Notável é o estado de tensão, acima da censura etária que poderia ser imposta a um desenho como este, que eletriza a série e parece enredar as relações entre meninos e sua terra nova e desconhecida. Cada episódio é movido pela expectativa de que algo ruim deverá acontecer, e o efeito psicológico disto, não há dúvidas, respeita a capacidade de crianças para o aflitivo. Essa tensão é particularmente amplificada e transmitida para fora da TV quando se percebe o embrutecimento desses meninos ante um mundo que os aprisiona, os mastiga e não os expele. Alguns poderão lembrar de um episódio no qual os jovens estão refrescando-se em uma espécie de pequeno paraíso, com lago e flores, quando uma planta começa a mexer-se. Existe alguma criatura lá, e é apenas um adolescente fugido de seu reino, inofensivo. Antes de terem certeza disso, os heróis armam-se prontamente em ruidosa e hostil posição de ataque.

Existem dois departamentos conceituais para que se entenda Caverna do Dragão em todas as suas faces: as armas e as aparências. Estamos em mundo para o qual crianças norte-americanas são impiedosamente arremessadas e precisam lutar para se defender. Ao ingressar neste mundo, a primeira assistência que recebem é a de um homenzinho chamado Mestre dos Magos, que, a partir disso, os guiará em cada passo. No primeiro contato, os jovens ganham dele um kit completo de armas mágicas e vestimentas “medievais”. Algumas armas, como o arco com flechas luminosas, fazem aquele thum-thum, barulho oco e grave dos sabres de Guerra nas Estrelas. Outras, como um tacape bárbaro, degeneram e fazem tremer violentamente tudo o que está na frente. São armas de “livros”, constituídas na verdade por resíduos do material etéreo que dava massa a sonhos bélicos de adolescentes ocidentais da época.



Estar em um mundo perdido, cheio de armas legais, era este também um dos pontos de curtição do desenho. Curioso é perceber hoje que, naquela época, havia uma linha, pedindo para ser borrada, entre a manipulação truculenta e o código de honra e estética na utilização daquele equipamento. Essas armas são aparatos rústicos “de época” que falam bem sobre a carga de estilização temporal e fantástica que envolve Caverna Do Dragão. Além disso, formam o centro nervoso da estrutura de confrontos na história: protegidas obsessivamente pelos garotos, perseguidas loucamente pelo Vingador, que acha que dominará o mundo quando as tiver em seu poder. Os dois lados se digladiarão em quase todos os episódios. Se considerarmos que Caverna do Dragão é produto de uma cultura razoavelmente armada e militarizada, o desenho parece romântico na expressão de seu armamento. Contudo, não deixa de refletir tesão cultural por esse elemento.

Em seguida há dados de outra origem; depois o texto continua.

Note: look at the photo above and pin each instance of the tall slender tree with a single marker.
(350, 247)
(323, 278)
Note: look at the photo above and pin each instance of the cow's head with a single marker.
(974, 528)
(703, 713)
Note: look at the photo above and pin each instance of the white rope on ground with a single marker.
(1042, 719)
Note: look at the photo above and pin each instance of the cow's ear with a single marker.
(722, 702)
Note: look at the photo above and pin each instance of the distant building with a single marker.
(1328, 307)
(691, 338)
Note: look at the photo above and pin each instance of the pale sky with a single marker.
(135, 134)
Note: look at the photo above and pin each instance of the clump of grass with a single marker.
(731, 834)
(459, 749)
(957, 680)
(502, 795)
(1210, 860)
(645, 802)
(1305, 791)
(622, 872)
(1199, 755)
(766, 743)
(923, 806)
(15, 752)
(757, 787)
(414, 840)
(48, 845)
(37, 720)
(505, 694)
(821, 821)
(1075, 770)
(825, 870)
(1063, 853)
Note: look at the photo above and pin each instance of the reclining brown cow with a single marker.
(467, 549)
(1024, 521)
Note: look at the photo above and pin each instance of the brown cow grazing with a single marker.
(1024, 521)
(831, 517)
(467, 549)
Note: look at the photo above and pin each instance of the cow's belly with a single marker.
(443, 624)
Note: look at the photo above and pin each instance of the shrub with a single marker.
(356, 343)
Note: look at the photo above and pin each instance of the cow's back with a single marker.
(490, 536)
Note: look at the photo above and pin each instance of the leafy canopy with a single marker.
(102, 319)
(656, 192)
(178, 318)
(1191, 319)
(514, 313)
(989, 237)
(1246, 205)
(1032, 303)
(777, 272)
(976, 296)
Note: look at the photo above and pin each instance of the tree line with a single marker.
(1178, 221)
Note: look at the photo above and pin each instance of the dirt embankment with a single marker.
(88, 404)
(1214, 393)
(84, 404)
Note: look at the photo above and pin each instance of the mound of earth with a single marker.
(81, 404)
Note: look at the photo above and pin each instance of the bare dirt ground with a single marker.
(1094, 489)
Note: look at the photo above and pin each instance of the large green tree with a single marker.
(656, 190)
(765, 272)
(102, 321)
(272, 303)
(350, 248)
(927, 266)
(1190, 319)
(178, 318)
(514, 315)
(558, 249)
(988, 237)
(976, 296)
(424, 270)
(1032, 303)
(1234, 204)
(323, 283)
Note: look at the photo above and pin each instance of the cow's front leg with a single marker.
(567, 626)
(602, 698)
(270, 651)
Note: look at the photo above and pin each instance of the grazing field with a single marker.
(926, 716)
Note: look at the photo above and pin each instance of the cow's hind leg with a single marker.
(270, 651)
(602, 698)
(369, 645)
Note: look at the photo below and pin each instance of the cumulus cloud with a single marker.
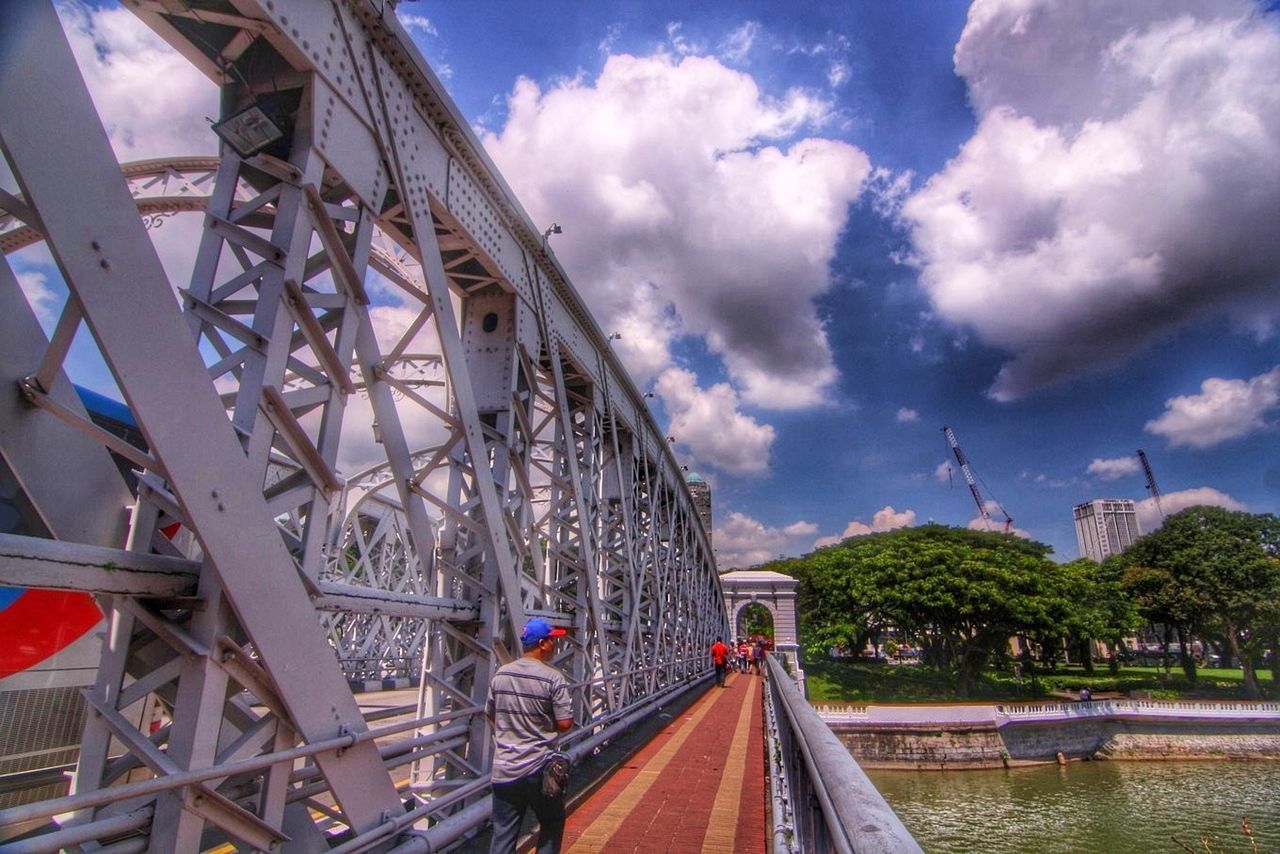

Quanto às aparências, cada enredo parece semear um pequeno subtexto dedicado a berrar que o que se vê é apenas relativo. Olhos dos heróis mostram-se constantemente dopados, ou frágeis, diante de terras, flores, seres e objetos que se portam enfeitiçando, enganando e atraindo. Nenhum solo é certamente firme, e nem os espelhos são confiáveis. Há um episódio que versa sobre enfrentar os medos. Trata-se de olhar frontalmente para monstros que moram nos porões da psique. Cada jovem é colocado frontalmente contra seus maiores pavores, reproduzidos em simulações de cenários de traço muitas vezes surrealista. No final, tudo se revela ilusão. Conteúdo indubitavelmente maduro e positivamente danoso, se considerarmos que foi concebido para um público infanto-juvenil. Hoje em dia, o aspecto das aparências ganha ainda mais ressonância, talvez porque a revolução tecnológica que a imagem cartoon sofreu aponte para o esfriamento das ilusões. Traços e efeitos cada vez mais são imperativos.